I pocket carried a Glock 27 unholstered , unchambered on a commercial construction job, every day, for three months..

My duties included mixing mortar 15-30 bags per day with a tow behind portable paddle mixer,, it's a very dusty, wet n sweaty exposure, I did wear a fitted respirator..

I also operated an all terrain fork lift to deliver the mixed mortar,, including pallets of block n brick.

If It rained we got very wet,lol. 

I worked with about 20 other tradesmen,, nobody ever detected my everyday carry, printing was minimal,, I usually wear loose fitting denim jeans.

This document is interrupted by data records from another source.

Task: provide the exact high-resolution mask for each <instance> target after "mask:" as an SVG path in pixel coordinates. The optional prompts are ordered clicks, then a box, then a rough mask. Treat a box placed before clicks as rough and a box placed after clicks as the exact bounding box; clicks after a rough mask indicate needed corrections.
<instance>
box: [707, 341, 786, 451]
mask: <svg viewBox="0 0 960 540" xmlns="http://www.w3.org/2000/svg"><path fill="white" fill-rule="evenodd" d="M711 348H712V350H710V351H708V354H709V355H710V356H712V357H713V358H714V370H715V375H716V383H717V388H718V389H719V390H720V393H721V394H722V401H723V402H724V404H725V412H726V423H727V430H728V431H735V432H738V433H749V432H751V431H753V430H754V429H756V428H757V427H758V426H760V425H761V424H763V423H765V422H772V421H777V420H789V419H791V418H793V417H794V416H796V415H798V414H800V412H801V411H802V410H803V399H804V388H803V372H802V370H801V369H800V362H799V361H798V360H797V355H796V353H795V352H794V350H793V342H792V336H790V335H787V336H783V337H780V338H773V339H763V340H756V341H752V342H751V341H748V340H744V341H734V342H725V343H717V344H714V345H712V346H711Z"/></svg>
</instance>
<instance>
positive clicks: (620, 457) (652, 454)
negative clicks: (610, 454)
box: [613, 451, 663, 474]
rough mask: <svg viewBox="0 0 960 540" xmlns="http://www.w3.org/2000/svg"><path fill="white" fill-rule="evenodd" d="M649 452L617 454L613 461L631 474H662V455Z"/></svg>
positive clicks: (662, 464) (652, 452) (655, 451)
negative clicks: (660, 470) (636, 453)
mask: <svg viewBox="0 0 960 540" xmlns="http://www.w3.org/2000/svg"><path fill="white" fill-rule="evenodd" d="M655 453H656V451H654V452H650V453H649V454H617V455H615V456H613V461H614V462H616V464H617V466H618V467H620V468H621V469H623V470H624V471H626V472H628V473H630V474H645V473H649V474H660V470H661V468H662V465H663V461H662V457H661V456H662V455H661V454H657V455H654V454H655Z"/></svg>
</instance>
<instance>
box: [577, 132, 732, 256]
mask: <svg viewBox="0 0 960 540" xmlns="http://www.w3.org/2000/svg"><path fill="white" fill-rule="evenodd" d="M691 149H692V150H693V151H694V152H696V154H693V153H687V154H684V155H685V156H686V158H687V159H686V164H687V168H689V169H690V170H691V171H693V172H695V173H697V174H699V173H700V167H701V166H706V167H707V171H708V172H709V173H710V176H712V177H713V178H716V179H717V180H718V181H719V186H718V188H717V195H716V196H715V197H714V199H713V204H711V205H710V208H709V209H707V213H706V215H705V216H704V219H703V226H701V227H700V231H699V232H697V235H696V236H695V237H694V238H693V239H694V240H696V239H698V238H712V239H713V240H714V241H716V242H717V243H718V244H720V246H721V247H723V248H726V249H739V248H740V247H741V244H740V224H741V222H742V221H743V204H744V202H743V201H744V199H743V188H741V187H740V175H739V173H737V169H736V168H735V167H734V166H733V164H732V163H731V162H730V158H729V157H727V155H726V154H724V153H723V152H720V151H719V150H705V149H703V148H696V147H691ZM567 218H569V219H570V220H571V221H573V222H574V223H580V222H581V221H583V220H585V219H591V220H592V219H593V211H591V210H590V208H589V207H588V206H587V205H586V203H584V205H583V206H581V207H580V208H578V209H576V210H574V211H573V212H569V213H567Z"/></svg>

We had a very hot summer, drinking plenty of water, sweating all day,,at times purposely wetting myself down to cool down

I don't have zippers on my pocket, the glock was exposed to all of the above.

Once a week or so I would take the slide off the frame,, 
The GLOCK looked like new, lol. 

I mostly used compressed air ,,,I did oil the gun a few times then applied the compressed air again to remove any oil.

The glock was very comfortable to wear, it has minimal protrusions, very light,,at times I was working on my back, rolling from side to side,,

I have to give the glock an A+ on environmental capabilities, I knew the rails and slide design would or could allow dust or dirt and still be reliable. IMO


----------



## denner (Jun 3, 2011)

I've seen Glock's suffer much, much, more abuse and keep ticking, a testament to Glocks.


----------



## berettatoter (Sep 1, 2011)

People tend to make fun of things they cannot fault. My Glock experience has been 100%...other than Glock, only my Beretta experience has accomplished that.


----------